De artikelen 8, lid 1 onder c en 30 van de WWB dragen de gemeenteraad op een verordening vast te stellen. Het onderwerp van de verordening is in het eerste lid van artikel 30 van de WWB beschreven.

In de Memorie van Toelichting (MvT) staat dat de verordening "een zodanig karakter heeft dat een belanghebbende daaruit concreet kunnen aflezen welke verhoging of verlaging in zijn situatie geldt" (MvT artikel 30). Een verordening waarin de gemeenteraad de hoofdlijnen vaststelt en aan burgemeester en wethouders de bevoegdheid geeft onderdelen uit te werken sluit minder goed aan bij de wens van de wetgever dat de verordening voor belanghebbenden duidelijke regels stelt.

 

Relatie met de Wet investeren in jongeren

Op 1 oktober 2009 is de Wet investeren in jongeren (WIJ) in werking getreden. Daardoor is de WWB in beginsel afgesloten voor jongeren tot 27 jaar en kunnen deze jongeren in beginsel geen algemene bijstand meer ontvangen. Daartoe is de WWB op een aantal onderdelen aangepast en zou de onderhavige Toeslagenverordening Wet werk en bijstand 2010 een navenante wijziging moeten ondergaan. Op grond van het overgangsrecht (art. 86 WIJ) blijft de WWB voor jongeren die op 30 september 2009 algemene bijstand ontvingen echter van toepassing totdat de algemene bijstand wordt beëindigd maar uiterlijk tot 1 januari 2011. Om die reden is een aanpassing van de Toeslagenverordening Wet werk en bijstand 2010 aan de WIJ (nog) niet aan de orde.
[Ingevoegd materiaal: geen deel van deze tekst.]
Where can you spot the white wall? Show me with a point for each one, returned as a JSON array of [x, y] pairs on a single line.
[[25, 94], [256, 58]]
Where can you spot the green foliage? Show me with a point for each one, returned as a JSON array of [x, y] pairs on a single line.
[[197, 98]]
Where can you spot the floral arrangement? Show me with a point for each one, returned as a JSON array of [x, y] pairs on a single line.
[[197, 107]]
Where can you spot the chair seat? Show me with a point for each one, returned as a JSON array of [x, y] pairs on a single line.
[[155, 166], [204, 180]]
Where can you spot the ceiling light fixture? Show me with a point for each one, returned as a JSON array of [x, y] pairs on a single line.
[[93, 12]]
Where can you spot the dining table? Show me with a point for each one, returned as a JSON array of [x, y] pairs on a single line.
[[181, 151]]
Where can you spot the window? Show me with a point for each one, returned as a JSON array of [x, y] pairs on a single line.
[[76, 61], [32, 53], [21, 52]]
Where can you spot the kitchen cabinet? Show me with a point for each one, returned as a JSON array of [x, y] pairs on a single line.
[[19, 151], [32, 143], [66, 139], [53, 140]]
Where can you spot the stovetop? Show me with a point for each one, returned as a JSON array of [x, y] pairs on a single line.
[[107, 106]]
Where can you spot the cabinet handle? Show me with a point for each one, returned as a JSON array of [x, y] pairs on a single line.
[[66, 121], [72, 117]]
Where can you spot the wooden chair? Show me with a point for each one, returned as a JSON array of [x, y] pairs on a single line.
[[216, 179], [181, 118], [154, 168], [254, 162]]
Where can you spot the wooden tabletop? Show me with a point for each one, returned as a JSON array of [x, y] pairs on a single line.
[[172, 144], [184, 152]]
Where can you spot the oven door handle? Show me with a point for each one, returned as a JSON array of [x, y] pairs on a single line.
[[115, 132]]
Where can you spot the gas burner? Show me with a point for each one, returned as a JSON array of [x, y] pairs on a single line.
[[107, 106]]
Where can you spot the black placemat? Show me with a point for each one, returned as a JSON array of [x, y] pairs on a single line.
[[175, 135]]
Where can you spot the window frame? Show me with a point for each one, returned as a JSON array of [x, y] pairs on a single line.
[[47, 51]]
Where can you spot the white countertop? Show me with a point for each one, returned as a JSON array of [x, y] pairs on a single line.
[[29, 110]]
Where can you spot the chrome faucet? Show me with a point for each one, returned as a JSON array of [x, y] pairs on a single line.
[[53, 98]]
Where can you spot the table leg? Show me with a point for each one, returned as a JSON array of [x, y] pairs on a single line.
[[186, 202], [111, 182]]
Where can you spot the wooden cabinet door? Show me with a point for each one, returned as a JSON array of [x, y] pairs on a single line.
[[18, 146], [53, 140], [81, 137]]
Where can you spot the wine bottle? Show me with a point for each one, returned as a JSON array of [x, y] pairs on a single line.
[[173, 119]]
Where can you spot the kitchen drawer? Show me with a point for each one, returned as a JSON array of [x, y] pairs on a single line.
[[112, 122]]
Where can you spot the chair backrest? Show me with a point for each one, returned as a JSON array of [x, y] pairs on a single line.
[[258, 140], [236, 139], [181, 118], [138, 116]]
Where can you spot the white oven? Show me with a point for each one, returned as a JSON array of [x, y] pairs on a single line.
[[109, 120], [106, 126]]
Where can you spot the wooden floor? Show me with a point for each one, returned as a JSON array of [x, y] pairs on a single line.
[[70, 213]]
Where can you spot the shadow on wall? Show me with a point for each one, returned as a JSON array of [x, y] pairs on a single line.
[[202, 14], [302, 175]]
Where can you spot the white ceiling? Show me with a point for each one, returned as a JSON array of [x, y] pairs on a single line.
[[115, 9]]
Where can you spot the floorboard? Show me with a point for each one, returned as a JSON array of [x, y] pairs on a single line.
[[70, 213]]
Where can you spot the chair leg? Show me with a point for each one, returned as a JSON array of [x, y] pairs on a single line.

Omdat niet uitgesloten kan worden dat zich in de tussentijd ontwikkelingen zullen voordoen die nopen tot een inhoudelijke wijziging van de Toeslagenverordening, is het thans nog te prematuur om een wijzigingsvoorstel voor de Toeslagenverordening Wet werk en bijstand 2010 aan te bieden.

 

Normen

In Paragraaf 3.2 van de WWB zijn de normen vastgelegd die gelden voor de verschillende leefsituaties (artikelen 20 t/m 24 WWB). Voor personen van 21 tot 65 jaar bestaat een drietal basisnormen (artikel 21 WWB), te weten:

1.   gehuwden: 100% van het wettelijk minimumloon (= de gehuwdennorm)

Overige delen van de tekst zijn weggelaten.